5 Athletes So Bad You Could Beat Them: From Eric the Eel to Raygun
5 Athletes So Bad You Could Beat Them

It's a universal thought for any sports fan watching from the sofa: in that isolated moment of glaring error, 'I could do better than that.' Whether it's a striker skying a sitter or a tennis player serving a double fault, the fleeting belief is common. Yet sustaining performance is another matter. However, a select few athletes have left spectators genuinely mystified, performing at a level where an ordinary person might genuinely fancy their chances.

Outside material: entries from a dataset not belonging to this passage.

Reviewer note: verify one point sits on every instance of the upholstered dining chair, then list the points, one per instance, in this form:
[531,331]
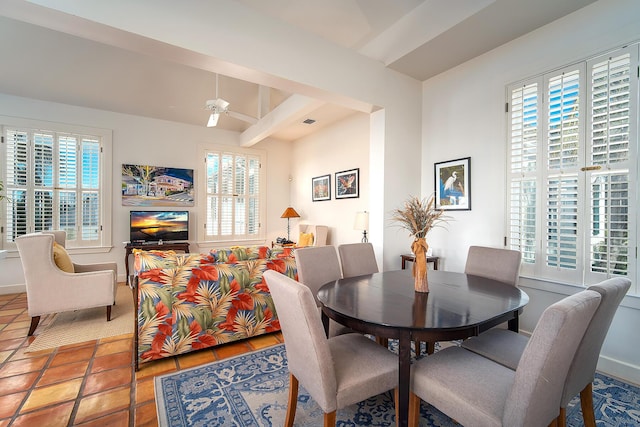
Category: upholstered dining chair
[477,391]
[53,290]
[494,263]
[506,348]
[317,266]
[357,259]
[338,371]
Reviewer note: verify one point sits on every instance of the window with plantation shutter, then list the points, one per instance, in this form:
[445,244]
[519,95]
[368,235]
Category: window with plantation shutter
[524,134]
[233,195]
[573,138]
[53,181]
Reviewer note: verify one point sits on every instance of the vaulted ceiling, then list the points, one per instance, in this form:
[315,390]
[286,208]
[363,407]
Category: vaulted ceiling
[419,38]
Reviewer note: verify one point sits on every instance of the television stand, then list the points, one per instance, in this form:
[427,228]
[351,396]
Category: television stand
[165,246]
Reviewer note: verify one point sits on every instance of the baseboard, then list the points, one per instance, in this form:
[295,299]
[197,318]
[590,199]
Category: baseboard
[621,370]
[13,289]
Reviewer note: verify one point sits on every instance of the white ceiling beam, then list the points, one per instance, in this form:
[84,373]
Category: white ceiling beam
[294,108]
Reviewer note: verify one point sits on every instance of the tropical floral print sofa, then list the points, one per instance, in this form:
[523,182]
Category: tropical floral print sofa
[188,302]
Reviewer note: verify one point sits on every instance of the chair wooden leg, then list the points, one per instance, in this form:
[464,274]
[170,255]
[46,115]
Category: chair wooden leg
[396,399]
[293,401]
[414,410]
[34,324]
[330,419]
[383,341]
[431,347]
[586,403]
[561,421]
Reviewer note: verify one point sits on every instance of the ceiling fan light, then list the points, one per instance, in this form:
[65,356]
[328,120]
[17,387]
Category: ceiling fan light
[213,120]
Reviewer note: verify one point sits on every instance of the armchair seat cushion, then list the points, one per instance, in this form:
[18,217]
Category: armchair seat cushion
[62,258]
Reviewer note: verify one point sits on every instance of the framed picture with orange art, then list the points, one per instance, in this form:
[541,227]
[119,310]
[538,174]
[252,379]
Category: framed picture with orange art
[321,188]
[453,184]
[348,184]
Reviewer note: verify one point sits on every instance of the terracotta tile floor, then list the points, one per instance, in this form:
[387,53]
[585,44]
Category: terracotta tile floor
[87,384]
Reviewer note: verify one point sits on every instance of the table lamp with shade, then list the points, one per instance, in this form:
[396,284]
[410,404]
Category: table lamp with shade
[362,223]
[289,213]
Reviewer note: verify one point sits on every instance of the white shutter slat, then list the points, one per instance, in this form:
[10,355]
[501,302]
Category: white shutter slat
[90,195]
[523,219]
[609,248]
[563,120]
[233,212]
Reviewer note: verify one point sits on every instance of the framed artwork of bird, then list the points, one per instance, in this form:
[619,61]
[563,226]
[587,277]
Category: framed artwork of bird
[348,184]
[453,184]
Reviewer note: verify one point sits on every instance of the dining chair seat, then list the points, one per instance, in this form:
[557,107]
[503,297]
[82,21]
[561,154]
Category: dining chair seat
[477,391]
[337,371]
[506,348]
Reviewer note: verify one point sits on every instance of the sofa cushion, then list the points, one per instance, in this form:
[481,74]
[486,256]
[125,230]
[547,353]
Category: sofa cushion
[305,239]
[149,260]
[62,259]
[240,253]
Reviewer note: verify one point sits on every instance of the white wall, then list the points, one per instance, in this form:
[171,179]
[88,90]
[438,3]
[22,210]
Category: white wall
[463,115]
[254,47]
[138,140]
[343,146]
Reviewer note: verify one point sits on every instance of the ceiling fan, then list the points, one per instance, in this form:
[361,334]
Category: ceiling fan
[220,106]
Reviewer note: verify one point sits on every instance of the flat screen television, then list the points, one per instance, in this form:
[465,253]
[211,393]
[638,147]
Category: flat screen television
[153,226]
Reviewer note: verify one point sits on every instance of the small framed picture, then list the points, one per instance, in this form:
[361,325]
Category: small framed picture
[453,184]
[348,184]
[321,188]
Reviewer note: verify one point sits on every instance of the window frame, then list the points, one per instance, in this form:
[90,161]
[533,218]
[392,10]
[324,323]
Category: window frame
[584,273]
[105,137]
[245,239]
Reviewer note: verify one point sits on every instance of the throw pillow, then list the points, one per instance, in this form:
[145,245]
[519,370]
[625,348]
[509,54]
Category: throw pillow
[62,259]
[306,239]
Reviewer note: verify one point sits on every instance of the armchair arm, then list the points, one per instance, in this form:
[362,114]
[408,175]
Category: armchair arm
[71,291]
[83,268]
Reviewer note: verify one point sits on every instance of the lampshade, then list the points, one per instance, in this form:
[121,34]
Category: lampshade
[213,120]
[290,213]
[362,221]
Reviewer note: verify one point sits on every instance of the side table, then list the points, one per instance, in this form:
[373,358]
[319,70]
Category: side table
[412,258]
[168,246]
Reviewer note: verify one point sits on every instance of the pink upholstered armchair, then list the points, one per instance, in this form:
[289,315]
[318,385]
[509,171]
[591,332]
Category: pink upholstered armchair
[52,290]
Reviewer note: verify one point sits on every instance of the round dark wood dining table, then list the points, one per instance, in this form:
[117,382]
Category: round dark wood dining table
[457,306]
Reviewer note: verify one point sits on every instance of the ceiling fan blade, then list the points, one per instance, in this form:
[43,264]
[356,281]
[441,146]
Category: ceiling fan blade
[218,104]
[242,117]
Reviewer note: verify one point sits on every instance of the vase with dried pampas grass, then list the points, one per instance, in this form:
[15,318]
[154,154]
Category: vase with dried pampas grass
[419,216]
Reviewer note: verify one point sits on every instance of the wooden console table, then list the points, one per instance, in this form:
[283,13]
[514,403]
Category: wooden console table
[412,258]
[168,246]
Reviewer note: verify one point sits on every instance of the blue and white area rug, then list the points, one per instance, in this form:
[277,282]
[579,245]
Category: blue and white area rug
[251,390]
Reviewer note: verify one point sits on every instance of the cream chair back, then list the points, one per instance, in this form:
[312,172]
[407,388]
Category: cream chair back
[357,259]
[543,367]
[494,263]
[308,354]
[317,266]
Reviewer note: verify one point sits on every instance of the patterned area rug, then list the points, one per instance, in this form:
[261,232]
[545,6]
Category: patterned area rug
[251,390]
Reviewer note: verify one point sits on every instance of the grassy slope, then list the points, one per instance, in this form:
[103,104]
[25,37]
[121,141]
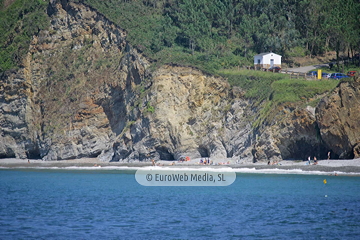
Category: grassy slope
[22,19]
[273,89]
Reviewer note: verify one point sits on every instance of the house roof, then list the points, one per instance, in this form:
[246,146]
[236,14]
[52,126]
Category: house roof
[263,54]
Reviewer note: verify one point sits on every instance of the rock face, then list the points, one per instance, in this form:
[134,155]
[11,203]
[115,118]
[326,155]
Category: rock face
[85,92]
[338,116]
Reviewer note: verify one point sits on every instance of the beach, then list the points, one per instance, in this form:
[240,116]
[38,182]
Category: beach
[349,166]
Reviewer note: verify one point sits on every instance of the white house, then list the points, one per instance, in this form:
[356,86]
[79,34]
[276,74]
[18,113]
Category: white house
[266,60]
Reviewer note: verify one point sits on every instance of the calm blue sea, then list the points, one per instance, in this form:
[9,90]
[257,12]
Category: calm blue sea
[86,204]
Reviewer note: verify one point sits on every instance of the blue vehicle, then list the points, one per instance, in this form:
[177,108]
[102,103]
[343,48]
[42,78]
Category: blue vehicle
[338,76]
[312,73]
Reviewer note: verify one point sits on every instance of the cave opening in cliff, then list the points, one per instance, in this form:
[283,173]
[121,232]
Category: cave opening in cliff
[203,152]
[33,153]
[164,153]
[302,149]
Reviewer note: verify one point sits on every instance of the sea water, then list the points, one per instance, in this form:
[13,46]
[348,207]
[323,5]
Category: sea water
[90,204]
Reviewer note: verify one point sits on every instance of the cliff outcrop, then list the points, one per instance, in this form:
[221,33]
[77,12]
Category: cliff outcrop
[85,91]
[338,116]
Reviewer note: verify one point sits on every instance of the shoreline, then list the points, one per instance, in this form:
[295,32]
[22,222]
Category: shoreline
[340,167]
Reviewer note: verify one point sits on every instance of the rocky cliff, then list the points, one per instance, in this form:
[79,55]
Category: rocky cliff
[85,91]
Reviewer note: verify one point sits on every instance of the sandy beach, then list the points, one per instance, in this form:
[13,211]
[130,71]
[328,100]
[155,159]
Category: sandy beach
[324,166]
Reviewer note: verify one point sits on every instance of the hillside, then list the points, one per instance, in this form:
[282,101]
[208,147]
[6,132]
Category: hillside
[84,90]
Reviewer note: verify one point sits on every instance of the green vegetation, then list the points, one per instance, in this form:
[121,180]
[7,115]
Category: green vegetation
[271,90]
[221,34]
[209,34]
[18,23]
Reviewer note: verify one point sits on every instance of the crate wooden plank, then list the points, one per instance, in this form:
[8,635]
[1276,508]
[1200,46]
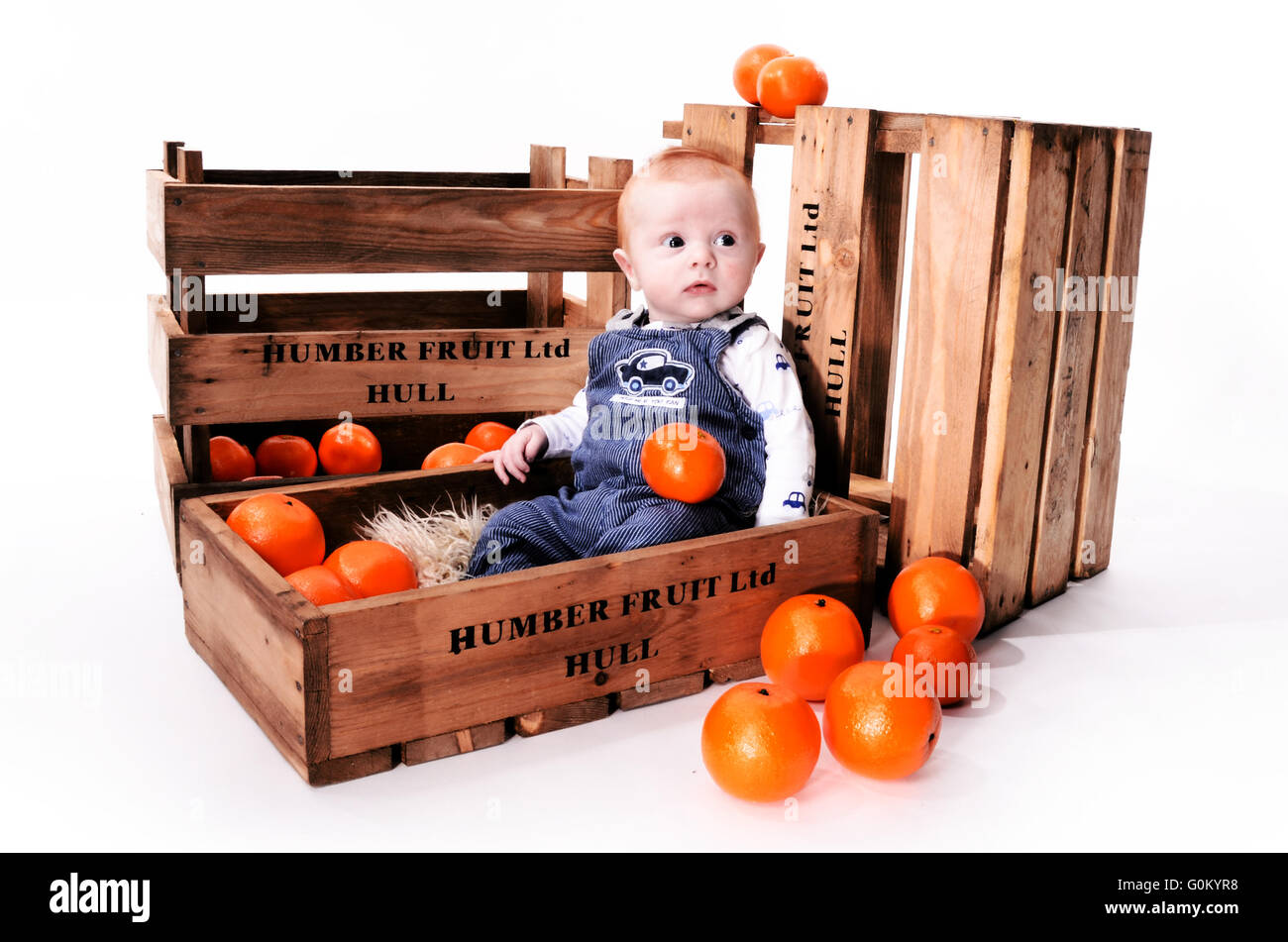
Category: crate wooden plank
[1042,162]
[369,310]
[1099,478]
[257,377]
[829,166]
[563,717]
[1070,374]
[662,691]
[368,177]
[496,637]
[960,213]
[545,288]
[456,743]
[884,231]
[605,293]
[222,229]
[728,132]
[250,629]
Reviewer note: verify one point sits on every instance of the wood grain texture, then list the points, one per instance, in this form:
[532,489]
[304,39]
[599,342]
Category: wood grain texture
[671,688]
[728,132]
[408,682]
[884,231]
[605,293]
[368,310]
[545,288]
[250,623]
[224,229]
[1070,372]
[829,167]
[256,377]
[1042,161]
[369,177]
[456,743]
[897,133]
[961,205]
[1099,477]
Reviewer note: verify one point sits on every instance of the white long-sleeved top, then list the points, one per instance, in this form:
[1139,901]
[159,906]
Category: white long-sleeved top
[759,366]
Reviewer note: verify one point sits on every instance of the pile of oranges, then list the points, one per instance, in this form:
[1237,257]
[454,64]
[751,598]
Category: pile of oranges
[347,448]
[760,741]
[287,534]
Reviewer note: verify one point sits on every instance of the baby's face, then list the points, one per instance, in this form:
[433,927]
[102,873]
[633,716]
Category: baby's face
[691,250]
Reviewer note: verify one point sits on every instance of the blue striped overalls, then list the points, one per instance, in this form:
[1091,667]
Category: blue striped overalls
[639,379]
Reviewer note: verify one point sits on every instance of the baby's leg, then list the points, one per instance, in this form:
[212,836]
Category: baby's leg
[520,536]
[665,521]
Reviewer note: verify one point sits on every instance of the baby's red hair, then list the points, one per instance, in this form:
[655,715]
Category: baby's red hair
[688,164]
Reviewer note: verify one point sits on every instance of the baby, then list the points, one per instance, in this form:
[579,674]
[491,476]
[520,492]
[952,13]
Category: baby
[690,237]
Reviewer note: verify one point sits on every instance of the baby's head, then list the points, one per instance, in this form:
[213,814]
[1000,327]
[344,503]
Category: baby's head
[690,235]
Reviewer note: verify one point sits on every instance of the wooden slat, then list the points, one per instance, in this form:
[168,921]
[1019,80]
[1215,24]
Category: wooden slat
[1070,373]
[961,209]
[366,177]
[545,288]
[456,743]
[368,310]
[249,626]
[885,219]
[829,167]
[662,691]
[218,229]
[1042,161]
[605,293]
[408,680]
[897,133]
[1099,478]
[253,377]
[725,130]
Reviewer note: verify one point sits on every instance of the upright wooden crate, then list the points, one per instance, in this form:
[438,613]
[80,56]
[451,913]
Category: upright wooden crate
[417,366]
[353,688]
[1012,403]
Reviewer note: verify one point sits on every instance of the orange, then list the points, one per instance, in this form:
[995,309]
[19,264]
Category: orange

Court Calamities and Pool Struggles

The debate was reignited this week by Hajar Abdelkader, a 21-year-old Egyptian tennis player. Her performance in an International Tennis Federation (ITF) W35 first-round match in Nairobi was startling. She suffered a 6-0, 6-0 defeat to world number 1,026 Lorena Schaedel, scoring just three points in 37 minutes—none from her own racket. The display was so profoundly poor it prompted questions about her competitive experience.

This echoes the story of Eric 'the Eel' Moussambani at the 2000 Sydney Olympics. The swimmer from Equatorial Guinea had only started training eight months prior, often in crocodile-infested waters due to a lack of pools. Granted a wildcard, he laboured through his 100m freestyle heat, recording a time of 1:52.72—the slowest in Olympic history and roughly 50 seconds behind his competitors. Yet his struggle resonated, and he became a beloved underdog, carried by a supportive crowd's ovation.

Track Troubles and Dancing Disasters

On the athletics track, Nasra Ali Abukar created headlines for all the wrong reasons at the 2023 World University Games in China. Her 100m time of 21.81 seconds is considered the slowest official competitive run ever recorded, leaving her a staggering ten seconds behind the field. An investigation concluded she was 'neither a sportsperson, nor a runner', leading to the sacking of the Somali Athletics Federation chairwoman over allegations of nepotism.

The 2024 Paris Olympics introduced the world to Australian breakdancer Raygun (Rachel Gunn). Despite qualifying legitimately, her routine—featuring moves likened to 'kangaroo hopping'—scored zero points across three battles. The performance drew widespread mockery and online abuse, with critics claiming it embarrassed Australian hip-hop. Judges acknowledged her courage, knowing she would be 'absolutely smashed' at the elite level.

A Premier League Imposter

Football folklore holds the tale of Ali Dia, perhaps the worst player in Premier League history. In 1996, Southampton manager Graeme Souness received a call from a man pretending to be football star George Weah, recommending his 'cousin' Dia. After a brief trial revealed his lack of skill, a desperate Souness still named him on the bench against Leeds. After an injury to Matt Le Tissier, Dia made a 20-minute cameo that confirmed his incompetence before being substituted. Le Tissier later joked he thought Dia had 'won a competition' to be there.

These episodes remind us that while elite sport is brutally difficult, the chasm between the best and the very worst can be astonishingly wide. They serve as curious footnotes in sporting history, where the line between professional endeavour and amateur struggle was blurred not by effort, but by a stark, undeniable lack of ability.